And don't get me started with "positive only" training. It's a great strategy for many things, but reliable obedience isn't one of them. Because survival isn't contingent on an organism's success. It's contingent upon an organisms ability to survive failure. 

CONSEQUENCES DRIVE SURVIVAL. 

How many species would have gone extinct if the organism wasn't driven by the desire to eat, mate and defend it's turf?

If you are vapor-locked into the 4 quadrants to the point of implosion, don't create a black hole on my account. I have tons of examples for you, and that's just from any day I spend working with REAL. LIVE. DOGS.

A question I frequently ask in my private lessons just to help owners become slightly more introspective, is a query about how long they took to finish high school. Most are quick to quip "Oh! 4 years!"

Nope. Try again. At least 12. Thirteen, if you are younger than 40. And that's JUST formal school. Let's not forget the first 5 years of your life, where you learned how to walk, talk, communicate, and the basic rudiments of functional behavior in a larger society.

But you expect your dog to learn all of the canine equivalent in 2 weeks?

When I am contacted by someone with an 8 or 10 week old puppy that wants it off leash trained in 2 weeks, don't be surprised if I laugh in your ear, after I leave a few choice words there, first.

Since we know that the average human is incapable of rational thought when it comes to animals, I am developing a screening process that starts with whether or not an applicant refers to themselves as a 'fur parent', and automatically screens for the terms "adopt" or "rescue" which pretty much tell me everything I need to know about that applicant.

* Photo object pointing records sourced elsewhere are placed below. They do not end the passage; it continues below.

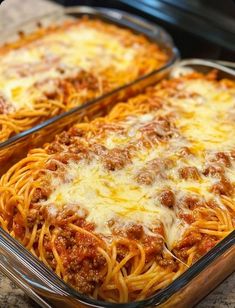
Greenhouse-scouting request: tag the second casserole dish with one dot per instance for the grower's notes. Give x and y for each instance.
(71, 59)
(120, 207)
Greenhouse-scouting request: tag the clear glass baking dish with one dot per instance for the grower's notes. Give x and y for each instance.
(30, 138)
(48, 290)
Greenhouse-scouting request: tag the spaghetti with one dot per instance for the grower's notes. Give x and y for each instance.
(119, 207)
(57, 68)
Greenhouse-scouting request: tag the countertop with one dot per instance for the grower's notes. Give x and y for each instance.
(13, 12)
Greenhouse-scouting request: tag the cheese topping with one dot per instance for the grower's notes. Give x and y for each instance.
(199, 122)
(61, 54)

I have no desire to denude them from that fantasy. I also have learned that folks like that are not easily persuaded. The social currency of being a 'pet parent' of a 'rescue' overwhelms folks' innards, where logic and common sense used to reside.

I have watched this trade decay into an abyss of ignorance and bloodletting. 

It's no longer about the dogs. I doubt it's been about the dogs since training became the lowest barrier of entry in any of the trades.

I do have hope for the folks who are sincerely interested in doing what's not only best, but right and fair and honest and proven.

My husband is always fond of reminding me that I will have a job until there is a cure for human nature.

In the memorable words of trainer Dick Russell, “Cogitate on that!”